Um livro absolutamente vilamatiano, no sentido em que V-M é aqui, ao mesmo tempo, um ensaísta que narra e um contista que ensaia, como confirmam os maravillosos ensaios do segundo livro de Diario voluble e, sobretudo, uma espécie catálogo comentado das suas leituras intitulado Para acabar con los números redondos, autêntica galeria de retratos de momento que integram a sua biblioteca de quarto escuro: "Tan descontente estava Alberto Savinio con las enciclopedias que se hizo la suya propria para su uso personal. Lo mismo creo haber yo hecho con la literatura de este siglo, pues en un cuarto escuro de mi casa he reunido a todos mis autores preferidos": Walser, Joyce, Gombrowicz, Céline, Roussel, Kafka, Schulz, entre outros bartlebianos e shandianos. Fecha o livro uma última secção com o título equívoco Notas que dá continuidade à "geografía personal" vilamatiana sem a qual, confessa V-M, "no sabría vivir".
O que me leva, então, a atravessar como um funâmbulo da leitura as cordas que V-M estende sobre os caminhos da literatura buscando novas estações de luz nos interstícios de metáforas apagadas da experiência quotidiana? Precisamente o processo vilamatiano de «desfamiliarizar uma experiência e dela se apropriar como ficção». Não, portanto, uma qualquer intenção de estilhaçar prescrições formais ou normas de conduta narrativa. Não uma vontade de subversão da realidade e da sua substituição pela fantasia, pelo mágico, pelo mítico.
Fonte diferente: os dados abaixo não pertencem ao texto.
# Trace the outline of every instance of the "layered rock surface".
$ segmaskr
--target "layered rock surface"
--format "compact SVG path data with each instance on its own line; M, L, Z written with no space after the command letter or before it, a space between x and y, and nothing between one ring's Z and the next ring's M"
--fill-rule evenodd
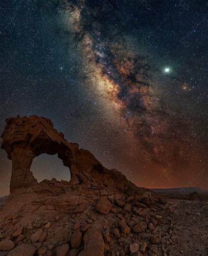
M176 238L169 204L69 143L51 121L9 118L2 137L13 169L0 210L0 255L178 255L170 249ZM43 153L57 153L71 180L38 183L30 167Z
M121 173L107 169L89 151L79 149L77 143L68 142L63 133L58 133L54 128L50 119L33 115L11 117L6 121L1 147L12 160L10 192L37 185L30 169L33 159L43 153L57 154L63 165L69 168L72 183L90 179L115 186L119 181L119 187L124 190L129 186ZM135 187L132 183L130 186Z

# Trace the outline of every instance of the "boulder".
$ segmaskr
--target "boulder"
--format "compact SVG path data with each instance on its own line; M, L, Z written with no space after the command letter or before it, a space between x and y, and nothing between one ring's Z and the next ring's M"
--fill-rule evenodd
M104 197L101 199L97 203L96 209L101 214L106 215L111 209L112 205L110 202Z
M73 249L77 249L80 246L82 242L82 232L77 230L71 238L71 246Z
M34 244L37 242L40 236L42 234L43 232L42 229L38 229L34 234L32 234L30 237L30 240L31 240L32 243Z
M9 251L15 246L14 243L9 239L4 239L0 242L0 251Z
M10 251L8 256L33 256L36 250L33 244L21 244Z
M63 244L58 246L56 250L56 256L65 256L70 250L68 244Z
M147 224L144 221L138 221L138 222L133 227L133 231L135 233L141 233L145 230L147 228Z
M22 232L23 227L20 227L16 231L12 234L13 238L18 237Z

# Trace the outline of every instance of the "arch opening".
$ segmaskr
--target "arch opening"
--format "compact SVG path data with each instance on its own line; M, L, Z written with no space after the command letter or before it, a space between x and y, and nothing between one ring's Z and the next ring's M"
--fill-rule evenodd
M38 182L47 179L51 180L53 178L58 181L69 181L71 180L70 169L64 166L63 162L54 155L42 154L33 159L30 170Z

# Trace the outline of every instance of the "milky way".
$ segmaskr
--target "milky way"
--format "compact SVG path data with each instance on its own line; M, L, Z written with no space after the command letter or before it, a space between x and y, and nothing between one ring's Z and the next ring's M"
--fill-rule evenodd
M187 168L186 160L195 161L201 156L201 141L197 141L195 134L194 147L198 152L191 148L192 127L182 110L176 115L163 107L163 91L155 84L156 72L148 57L143 52L134 52L125 33L118 35L119 28L117 30L113 23L107 29L105 27L102 19L106 13L103 14L103 10L116 9L111 2L105 4L99 8L96 4L80 1L67 2L65 7L66 27L87 66L87 82L101 90L101 97L108 100L106 104L124 120L126 131L133 135L135 140L131 143L138 143L134 154L142 152L140 159L144 156L169 168L169 172ZM195 168L200 167L197 165Z

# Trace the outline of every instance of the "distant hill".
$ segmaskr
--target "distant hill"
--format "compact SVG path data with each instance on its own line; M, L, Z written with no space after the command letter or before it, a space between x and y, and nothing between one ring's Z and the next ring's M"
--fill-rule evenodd
M208 199L208 190L198 187L172 187L169 188L150 188L156 193L166 196L170 198L178 199L193 200L193 195L197 193L200 196L198 198ZM192 196L190 196L192 194Z

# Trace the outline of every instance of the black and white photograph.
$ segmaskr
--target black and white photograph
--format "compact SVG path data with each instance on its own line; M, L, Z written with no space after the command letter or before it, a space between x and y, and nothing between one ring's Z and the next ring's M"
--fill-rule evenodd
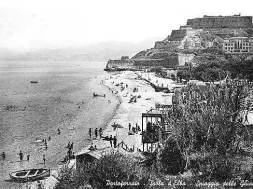
M0 189L253 188L250 0L1 0Z

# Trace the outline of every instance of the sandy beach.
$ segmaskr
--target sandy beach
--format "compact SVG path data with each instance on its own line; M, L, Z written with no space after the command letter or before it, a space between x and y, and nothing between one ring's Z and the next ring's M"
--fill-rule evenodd
M138 149L142 150L141 135L138 134L129 135L129 123L132 126L136 126L136 123L141 127L141 116L142 113L147 112L151 108L155 108L156 103L171 103L172 94L166 94L163 92L155 92L145 80L141 80L138 74L131 71L125 71L121 73L113 73L107 77L98 77L97 80L102 82L101 85L107 87L107 90L115 95L119 104L117 106L115 115L106 124L103 131L103 136L116 136L117 143L124 142L129 148L134 148L136 152ZM127 85L127 87L126 87ZM122 87L124 89L122 90ZM134 88L138 88L137 92L133 92ZM129 103L132 96L139 96L136 102ZM108 105L110 102L108 102ZM114 130L111 126L114 123L120 124L123 128ZM102 139L92 140L91 143L96 145L99 149L112 149L109 141ZM89 146L85 146L80 151L87 151ZM78 153L78 152L77 152ZM75 166L75 161L71 161L68 166ZM59 166L60 170L61 166ZM58 170L58 171L59 171ZM57 182L57 171L53 171L53 176L41 181L45 188L52 189L54 184ZM37 183L31 185L31 189L37 188ZM26 188L25 186L23 188Z
M6 153L5 159L0 157L0 188L3 189L27 185L12 183L10 172L29 168L57 170L67 154L68 142L74 143L74 152L90 145L88 128L104 128L118 104L118 99L97 78L108 76L102 70L104 63L93 67L89 63L13 64L12 69L0 69L3 97L0 146L1 153ZM30 80L38 83L31 84ZM106 98L93 98L93 92L106 94ZM12 105L10 109L6 108L8 105ZM61 130L60 135L57 128ZM39 142L42 139L47 139L47 149ZM23 161L19 161L20 150L24 153Z

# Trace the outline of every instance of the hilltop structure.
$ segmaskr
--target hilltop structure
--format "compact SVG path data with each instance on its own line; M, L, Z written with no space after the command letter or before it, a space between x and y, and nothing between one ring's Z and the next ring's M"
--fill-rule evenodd
M207 54L253 56L253 23L251 16L207 16L188 19L186 25L173 30L151 49L141 51L131 59L110 60L107 69L165 68L194 65L196 58ZM203 57L201 57L203 58Z

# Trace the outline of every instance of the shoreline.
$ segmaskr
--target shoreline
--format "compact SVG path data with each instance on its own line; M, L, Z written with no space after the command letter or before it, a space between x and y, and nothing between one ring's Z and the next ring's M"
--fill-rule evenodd
M118 74L109 74L107 76L99 76L97 77L99 81L103 80L104 86L110 92L113 91L114 98L117 99L117 105L113 110L113 113L109 119L105 123L103 123L103 136L116 136L117 143L124 142L130 148L134 148L134 152L138 149L142 150L142 141L141 135L133 134L129 135L128 124L131 123L132 126L138 124L141 126L141 115L146 111L150 110L150 108L154 108L157 101L163 100L163 93L155 92L152 86L141 79L138 79L138 74L132 71L124 71ZM128 85L128 87L124 90L121 90L121 86L119 83L123 83L124 86ZM101 85L101 84L100 84ZM133 92L134 88L138 88L138 92ZM148 92L147 92L148 91ZM116 93L116 94L115 94ZM129 99L132 96L141 96L137 99L135 103L129 103ZM122 125L123 128L113 129L111 125L114 123ZM109 141L104 141L102 139L95 139L90 141L93 145L96 145L99 149L114 149L111 148ZM88 145L84 146L82 149L78 150L81 152L88 152ZM64 166L74 166L75 160L71 160L68 165ZM63 167L64 167L63 166ZM59 167L58 171L61 169ZM53 173L54 176L50 176L45 180L41 181L46 188L53 188L56 184L57 173ZM32 184L33 187L31 189L36 188L36 183Z

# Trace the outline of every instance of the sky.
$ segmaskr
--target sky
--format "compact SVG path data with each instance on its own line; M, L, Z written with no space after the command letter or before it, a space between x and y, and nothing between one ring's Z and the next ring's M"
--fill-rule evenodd
M252 0L1 0L0 48L34 50L166 38L187 19L253 16Z

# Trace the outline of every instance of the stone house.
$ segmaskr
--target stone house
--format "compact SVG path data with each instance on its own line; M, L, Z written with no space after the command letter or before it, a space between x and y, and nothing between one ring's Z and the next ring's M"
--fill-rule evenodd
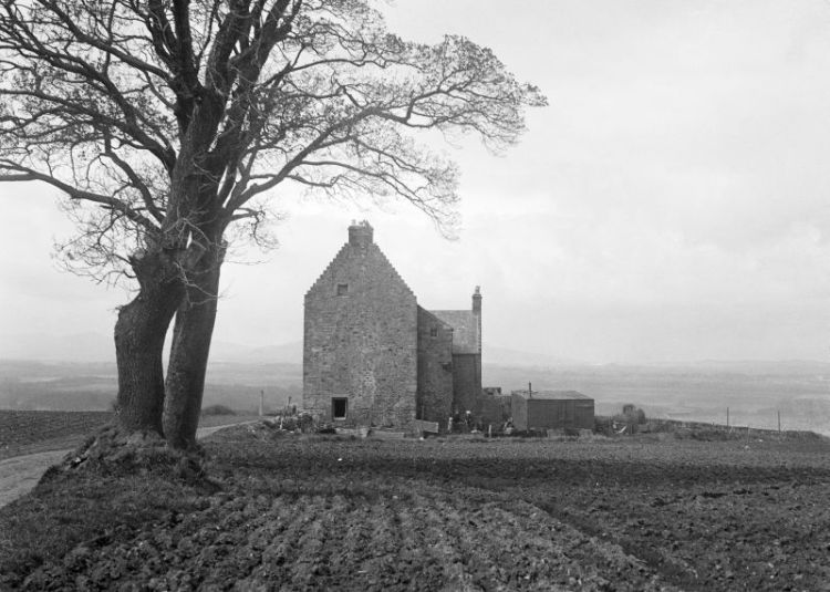
M481 294L469 310L417 303L363 221L305 294L303 407L343 426L446 428L481 406Z

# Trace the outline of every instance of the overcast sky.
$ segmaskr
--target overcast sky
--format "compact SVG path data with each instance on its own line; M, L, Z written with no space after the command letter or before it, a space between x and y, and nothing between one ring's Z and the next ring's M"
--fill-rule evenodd
M509 7L509 8L506 8ZM427 309L484 294L485 345L587 362L830 353L830 3L398 0L404 38L463 33L550 106L463 172L456 241L403 205L276 199L280 248L226 266L215 339L302 339L302 299L366 218ZM0 186L0 328L110 335L123 290L62 272L53 190ZM1 345L1 344L0 344ZM8 350L8 347L3 347ZM487 353L485 351L485 362Z

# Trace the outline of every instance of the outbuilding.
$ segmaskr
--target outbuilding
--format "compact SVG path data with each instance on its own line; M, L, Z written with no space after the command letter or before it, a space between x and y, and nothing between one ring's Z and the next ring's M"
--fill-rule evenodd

Mas um impulso irresistível de tratar o ensaio conferindo-lhe uma dimensão narrativa, e ficcional, onde convivem o diário, a autobiografia e a biografia inventada, o conto, a digressão, a citação literária enquanto formulações retóricas inventadas para contar uma vida absolutamente maravillosa.
Uma visão aristotélica de representação ficcional muito próxima da imitação do real. Verosimilhança, portanto. E verosimilhança que em Vila-Matas se manifesta na sua capacidade de assumir o evidente sem pedir explicações à evidência, segundo uma teoria que li já não sei onde. De buscar possibilidades ficcionais na vida de todos os dias. De convocar a sua experiência pessoal, vivida e, depois, efabulá-la. De explorar abismos reais e imaginários, e observar horizontes plausíveis e, às vezes, precipitar-se no vazio. De cruzar personagens reais e fictícias. De navegar à bolina no fragmentário e no rasto do casual ou da memória súbita de livros, vidas, citações perdidas. De convocar o acaso para determinar destinos de vidas alheias, às vezes, a sua própria vida ou a de um narrador que se parece demasiado com ele próprio. De levar-nos a acreditar e, ao mesmo tempo, a duvidar do que julgamos verdadeiro ou falso. De domesticar a fantasia mais inverosímil sob o manto diáfano do real e de esconder a realidade mais verosímil sob a insolência da fantasia mais cintilante. Uma forma e uma fórmula, afinal, de E V-M se posicionar diante da literatura e da vida, como ele próprio confessou no citado artigo sobre Duchamp: "una forma de tener, como minimo, dos versiones de un mismo tema: él mismo. Por eso a veces juego con el gato de Schrödinger que encarna la paradoja cuántica de estar vivo y muerto a la vez. En otras palabras, juego a no ser Duchamp y serlo."
Daí, levar-nos a acreditar, a nós leitores, funâmbulos também na corda bamba da escrita vilamatiana, que toda a ficção é real e que toda a realidade ficcionada é uma nova realidade que somos convidados a explorar como expedicionários de um território que existe «fora daqui» e onde, aí sim, sugere Vila-Matas, nos adentramos na vida. Até porque, como escreveu Pessoa, "a literatura não é mais do que uma tentativa de tornar real a vida".
"Que tengan ustedes muy buenas noches y una vida absolutamente maravillosa", despediu-se E V-M no artigo sobre Duchamp. Eu, certamente, irei ter uma boa noite de leitura maravillosa.